I’ve also learned that if someone wants their sin more than they want to obey Jesus Christ, there is no amount of preaching that will change their heart. The only person who can deal with someone like that is the Holy Spirit, so the most helpful thing you can do for someone in a situation like that is to pray for God to give them eye salve so that they may see and to give you the words they need to hear at the proper time, once He’s dealt with their heart. We must be willing to pour out our hearts in prayer for the very souls we are trying to reach. Through my own mistakes, the Spirit has shown me that there are two ways we can have hardness of heart: a hardness of heart toward sin, and a hardness of heart toward sinners. One keeps us in our sin and the other causes us to sin, even in the midst of our fervent pursuit of righteousness.
 
And beloved, I will share with you one more very important thing God had to teach me by His own Spirit: He has not called us to be conformed to the image of the prophet Elijah nor John the Baptist, He has called us to be conformed to the image of His Son.

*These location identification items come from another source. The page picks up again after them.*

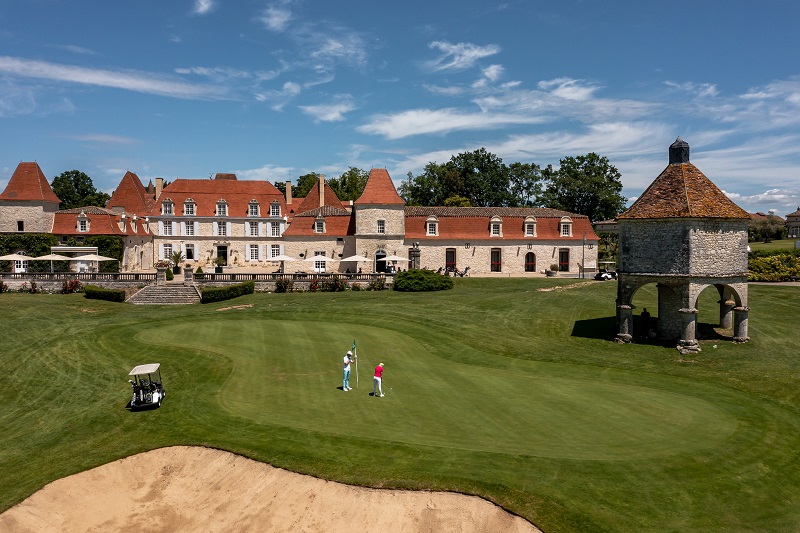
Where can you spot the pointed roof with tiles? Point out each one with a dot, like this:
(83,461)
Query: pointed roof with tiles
(682,191)
(131,195)
(379,190)
(29,184)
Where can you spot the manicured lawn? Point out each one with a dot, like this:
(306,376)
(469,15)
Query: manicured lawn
(493,388)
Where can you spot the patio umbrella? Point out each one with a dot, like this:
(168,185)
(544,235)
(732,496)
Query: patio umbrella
(51,258)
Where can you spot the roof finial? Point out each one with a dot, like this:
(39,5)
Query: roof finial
(679,151)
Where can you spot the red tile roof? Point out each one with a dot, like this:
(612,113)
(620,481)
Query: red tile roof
(682,191)
(29,184)
(472,223)
(311,201)
(132,196)
(379,190)
(206,194)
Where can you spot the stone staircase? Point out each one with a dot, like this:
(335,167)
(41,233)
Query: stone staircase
(170,294)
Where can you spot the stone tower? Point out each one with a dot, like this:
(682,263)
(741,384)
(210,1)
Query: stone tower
(683,234)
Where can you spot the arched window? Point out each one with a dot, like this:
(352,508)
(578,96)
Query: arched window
(530,262)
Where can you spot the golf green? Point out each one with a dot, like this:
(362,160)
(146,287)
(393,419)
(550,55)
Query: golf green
(288,373)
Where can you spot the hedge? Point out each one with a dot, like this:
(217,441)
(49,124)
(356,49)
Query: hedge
(98,293)
(420,280)
(219,294)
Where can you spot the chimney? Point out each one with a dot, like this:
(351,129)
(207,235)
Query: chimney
(679,151)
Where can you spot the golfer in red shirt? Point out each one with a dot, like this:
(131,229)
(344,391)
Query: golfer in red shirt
(376,381)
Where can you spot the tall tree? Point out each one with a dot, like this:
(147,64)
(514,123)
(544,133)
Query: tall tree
(587,184)
(350,184)
(75,189)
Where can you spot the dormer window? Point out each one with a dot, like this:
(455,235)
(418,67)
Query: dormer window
(432,226)
(83,223)
(530,226)
(565,227)
(496,227)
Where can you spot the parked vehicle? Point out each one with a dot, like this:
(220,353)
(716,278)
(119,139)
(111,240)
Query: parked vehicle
(148,386)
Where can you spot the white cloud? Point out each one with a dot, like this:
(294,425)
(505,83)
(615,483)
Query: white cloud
(428,121)
(459,56)
(332,112)
(203,7)
(276,18)
(137,81)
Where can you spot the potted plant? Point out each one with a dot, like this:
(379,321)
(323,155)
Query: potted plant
(176,257)
(219,262)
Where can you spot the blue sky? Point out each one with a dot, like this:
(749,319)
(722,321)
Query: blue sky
(276,89)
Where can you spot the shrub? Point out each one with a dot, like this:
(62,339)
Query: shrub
(219,294)
(377,284)
(284,285)
(98,293)
(418,280)
(71,286)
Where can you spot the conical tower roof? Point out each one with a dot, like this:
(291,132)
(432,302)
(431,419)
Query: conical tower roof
(682,191)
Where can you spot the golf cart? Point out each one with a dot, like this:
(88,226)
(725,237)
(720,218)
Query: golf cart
(148,387)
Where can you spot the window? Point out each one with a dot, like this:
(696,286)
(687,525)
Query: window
(496,227)
(530,227)
(450,259)
(565,227)
(530,262)
(496,260)
(432,226)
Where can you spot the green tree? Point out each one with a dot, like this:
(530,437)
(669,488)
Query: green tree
(350,184)
(588,185)
(75,189)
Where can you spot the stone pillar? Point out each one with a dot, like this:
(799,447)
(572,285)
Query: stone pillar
(740,315)
(726,309)
(161,276)
(688,343)
(625,313)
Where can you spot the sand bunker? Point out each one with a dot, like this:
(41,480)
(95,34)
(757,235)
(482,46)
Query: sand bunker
(200,489)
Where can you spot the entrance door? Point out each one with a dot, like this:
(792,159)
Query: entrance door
(563,260)
(380,266)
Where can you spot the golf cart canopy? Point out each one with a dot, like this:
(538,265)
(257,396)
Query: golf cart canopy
(144,369)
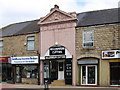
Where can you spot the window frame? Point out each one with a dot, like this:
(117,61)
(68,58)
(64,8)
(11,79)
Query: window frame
(88,41)
(29,41)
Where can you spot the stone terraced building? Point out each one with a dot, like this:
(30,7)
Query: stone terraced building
(63,49)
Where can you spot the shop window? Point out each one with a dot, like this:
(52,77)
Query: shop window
(29,71)
(89,75)
(88,38)
(1,46)
(31,43)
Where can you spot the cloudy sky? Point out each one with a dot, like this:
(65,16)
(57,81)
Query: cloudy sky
(14,11)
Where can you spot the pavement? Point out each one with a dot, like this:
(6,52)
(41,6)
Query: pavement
(6,86)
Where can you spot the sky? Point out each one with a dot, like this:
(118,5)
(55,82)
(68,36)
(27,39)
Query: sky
(15,11)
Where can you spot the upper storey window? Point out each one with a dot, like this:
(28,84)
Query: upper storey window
(88,38)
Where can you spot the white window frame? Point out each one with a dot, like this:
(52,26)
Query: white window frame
(87,74)
(29,41)
(88,41)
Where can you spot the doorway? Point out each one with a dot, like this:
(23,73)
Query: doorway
(115,73)
(89,75)
(18,74)
(61,71)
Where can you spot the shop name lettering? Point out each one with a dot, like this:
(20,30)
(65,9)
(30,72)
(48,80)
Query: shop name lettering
(57,51)
(54,57)
(24,61)
(31,58)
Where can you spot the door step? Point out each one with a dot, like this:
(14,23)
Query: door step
(58,83)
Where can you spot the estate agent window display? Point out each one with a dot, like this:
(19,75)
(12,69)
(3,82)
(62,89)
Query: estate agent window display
(26,69)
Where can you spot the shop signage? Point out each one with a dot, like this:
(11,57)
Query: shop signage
(57,50)
(55,57)
(111,54)
(24,60)
(88,62)
(4,59)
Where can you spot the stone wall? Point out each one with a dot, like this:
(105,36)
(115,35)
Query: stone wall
(17,45)
(106,37)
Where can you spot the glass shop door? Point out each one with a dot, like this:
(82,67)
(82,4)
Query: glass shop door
(89,75)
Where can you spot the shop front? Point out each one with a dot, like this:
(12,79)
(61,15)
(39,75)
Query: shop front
(26,69)
(88,71)
(5,69)
(57,65)
(113,57)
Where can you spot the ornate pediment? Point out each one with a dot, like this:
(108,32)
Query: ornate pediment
(56,15)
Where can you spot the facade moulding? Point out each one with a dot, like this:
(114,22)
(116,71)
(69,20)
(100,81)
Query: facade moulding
(88,56)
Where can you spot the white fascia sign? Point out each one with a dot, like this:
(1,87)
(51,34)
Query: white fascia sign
(111,54)
(24,60)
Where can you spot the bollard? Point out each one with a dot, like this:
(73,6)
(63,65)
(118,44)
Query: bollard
(46,85)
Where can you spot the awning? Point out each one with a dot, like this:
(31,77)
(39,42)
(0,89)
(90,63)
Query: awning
(4,59)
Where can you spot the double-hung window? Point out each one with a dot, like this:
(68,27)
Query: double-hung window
(31,43)
(1,46)
(88,38)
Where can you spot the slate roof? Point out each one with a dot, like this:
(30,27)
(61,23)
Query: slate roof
(21,28)
(90,18)
(98,17)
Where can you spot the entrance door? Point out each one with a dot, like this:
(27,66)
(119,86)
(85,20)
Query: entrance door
(18,74)
(61,71)
(89,75)
(115,73)
(54,70)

(Romans 8:30) For those God foreknew, He also predestined to be conformed to the image of His Son, so that He would be the firstborn among many brothers.
 
(Rev 12:12) They have conquered him by the blood of the Lamb and by the word of their testimony.

(Mark 3:3-6) Then Jesus said to the man with the withered hand, “Stand up among us.” And He asked them, “Which is lawful on the Sabbath: to do good or to do evil, to save life or to destroy it?” But they were silent. Jesus looked around at them with anger and sorrow at their hardness of heart. Then He said to the man, “Stretch out your hand.” So he stretched it out, and it was restored. At this, the Pharisees went out and began plotting with the Herodians how they might kill Jesus.

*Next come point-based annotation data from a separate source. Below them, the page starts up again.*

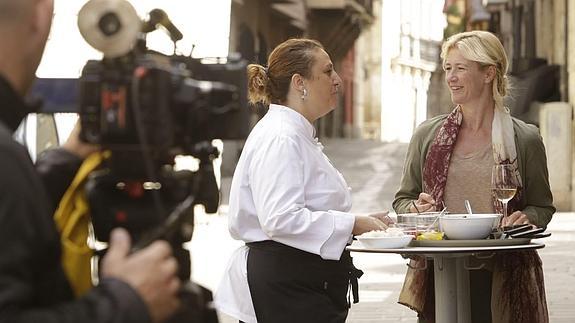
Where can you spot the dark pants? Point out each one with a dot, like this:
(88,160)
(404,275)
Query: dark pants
(288,285)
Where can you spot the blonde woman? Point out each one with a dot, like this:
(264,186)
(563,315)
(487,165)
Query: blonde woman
(449,150)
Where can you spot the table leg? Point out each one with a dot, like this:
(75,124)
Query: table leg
(444,271)
(463,297)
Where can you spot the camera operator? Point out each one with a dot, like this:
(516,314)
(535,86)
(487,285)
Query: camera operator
(138,287)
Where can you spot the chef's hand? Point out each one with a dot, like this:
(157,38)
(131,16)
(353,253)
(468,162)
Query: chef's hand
(364,223)
(384,217)
(516,218)
(424,203)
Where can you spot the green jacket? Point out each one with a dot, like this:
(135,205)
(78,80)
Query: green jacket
(536,202)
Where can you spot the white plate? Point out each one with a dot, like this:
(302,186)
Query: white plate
(385,242)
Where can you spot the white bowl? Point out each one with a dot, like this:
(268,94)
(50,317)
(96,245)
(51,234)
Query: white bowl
(468,226)
(385,242)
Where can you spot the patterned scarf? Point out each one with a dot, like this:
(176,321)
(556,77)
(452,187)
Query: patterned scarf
(518,292)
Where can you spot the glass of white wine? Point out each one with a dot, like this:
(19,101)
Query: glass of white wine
(504,184)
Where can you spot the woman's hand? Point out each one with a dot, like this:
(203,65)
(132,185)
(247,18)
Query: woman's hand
(383,217)
(423,204)
(364,223)
(516,218)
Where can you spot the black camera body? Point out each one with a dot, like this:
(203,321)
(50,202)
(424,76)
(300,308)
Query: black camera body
(146,108)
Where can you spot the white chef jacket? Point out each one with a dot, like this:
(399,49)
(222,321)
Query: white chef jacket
(284,189)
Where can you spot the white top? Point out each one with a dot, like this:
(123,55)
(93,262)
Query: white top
(284,189)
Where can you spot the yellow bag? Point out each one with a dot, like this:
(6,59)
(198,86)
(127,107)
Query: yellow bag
(73,219)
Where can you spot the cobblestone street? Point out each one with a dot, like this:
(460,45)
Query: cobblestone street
(373,170)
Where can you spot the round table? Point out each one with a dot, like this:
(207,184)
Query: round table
(451,273)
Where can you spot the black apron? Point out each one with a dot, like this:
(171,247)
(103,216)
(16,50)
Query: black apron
(290,285)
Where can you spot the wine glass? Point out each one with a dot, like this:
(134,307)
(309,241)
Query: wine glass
(504,184)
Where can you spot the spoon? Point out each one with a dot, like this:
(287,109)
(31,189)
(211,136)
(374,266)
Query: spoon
(468,207)
(437,218)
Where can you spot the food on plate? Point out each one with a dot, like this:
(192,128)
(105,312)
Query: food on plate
(430,235)
(389,232)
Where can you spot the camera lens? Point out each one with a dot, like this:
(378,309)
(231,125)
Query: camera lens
(110,24)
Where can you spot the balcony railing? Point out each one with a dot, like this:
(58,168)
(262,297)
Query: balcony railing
(365,6)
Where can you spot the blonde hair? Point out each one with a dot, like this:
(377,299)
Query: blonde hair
(271,84)
(484,48)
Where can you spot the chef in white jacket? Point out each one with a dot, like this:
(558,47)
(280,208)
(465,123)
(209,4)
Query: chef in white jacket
(288,203)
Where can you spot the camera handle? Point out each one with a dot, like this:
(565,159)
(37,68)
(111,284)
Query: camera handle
(172,223)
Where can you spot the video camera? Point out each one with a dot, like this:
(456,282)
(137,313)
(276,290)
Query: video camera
(146,108)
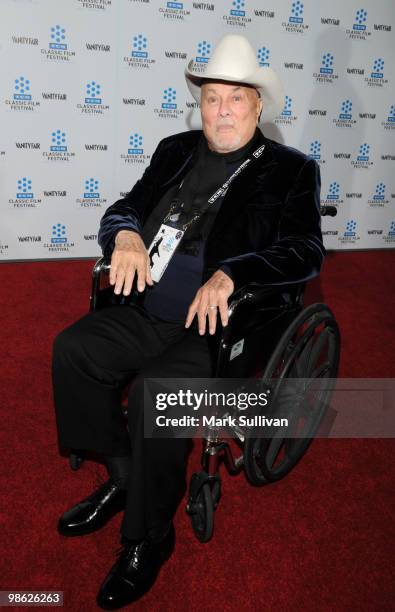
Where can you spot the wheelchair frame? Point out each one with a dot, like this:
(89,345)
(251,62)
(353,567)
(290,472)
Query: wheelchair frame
(306,334)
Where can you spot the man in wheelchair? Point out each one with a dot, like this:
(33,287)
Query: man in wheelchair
(215,210)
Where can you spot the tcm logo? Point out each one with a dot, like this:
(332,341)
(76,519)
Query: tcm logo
(350,229)
(379,196)
(22,89)
(58,38)
(360,20)
(58,234)
(297,9)
(169,97)
(326,64)
(93,91)
(333,191)
(238,8)
(315,150)
(136,143)
(24,189)
(287,110)
(391,231)
(140,46)
(58,139)
(346,111)
(91,188)
(263,56)
(364,151)
(377,70)
(203,52)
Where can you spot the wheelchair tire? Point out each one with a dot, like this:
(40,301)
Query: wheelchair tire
(76,461)
(313,335)
(203,517)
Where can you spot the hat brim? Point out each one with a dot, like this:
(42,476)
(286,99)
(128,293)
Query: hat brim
(265,80)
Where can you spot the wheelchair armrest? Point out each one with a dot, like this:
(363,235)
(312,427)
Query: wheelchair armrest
(101,266)
(256,293)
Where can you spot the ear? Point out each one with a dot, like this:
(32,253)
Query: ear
(259,109)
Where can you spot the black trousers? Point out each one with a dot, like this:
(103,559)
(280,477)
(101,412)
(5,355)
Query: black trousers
(93,360)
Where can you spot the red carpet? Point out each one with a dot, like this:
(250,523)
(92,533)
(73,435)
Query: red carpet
(321,539)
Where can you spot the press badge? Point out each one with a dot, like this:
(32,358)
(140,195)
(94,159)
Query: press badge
(162,249)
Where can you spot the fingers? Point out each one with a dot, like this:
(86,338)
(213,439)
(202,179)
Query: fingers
(212,310)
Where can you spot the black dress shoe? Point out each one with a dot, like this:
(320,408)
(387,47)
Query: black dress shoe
(93,512)
(135,571)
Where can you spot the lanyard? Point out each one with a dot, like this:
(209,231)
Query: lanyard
(220,191)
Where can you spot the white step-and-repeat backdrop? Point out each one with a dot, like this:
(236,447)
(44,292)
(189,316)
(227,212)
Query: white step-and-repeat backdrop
(89,87)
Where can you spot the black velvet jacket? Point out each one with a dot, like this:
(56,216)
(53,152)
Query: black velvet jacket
(268,229)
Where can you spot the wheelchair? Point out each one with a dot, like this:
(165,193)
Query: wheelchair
(275,339)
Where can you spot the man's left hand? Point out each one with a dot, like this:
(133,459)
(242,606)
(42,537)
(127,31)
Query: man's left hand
(209,299)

(Eph 4:17-19) So I tell you this, and insist on it in the Lord, that you must no longer walk as the Gentiles do, in the futility of their thinking. They are darkened in their understanding and alienated from the life of God because of the ignorance that is in them due to the hardness of their hearts. Having lost all sense of shame, they have given themselves over to sensuality for the practice of every kind of impurity.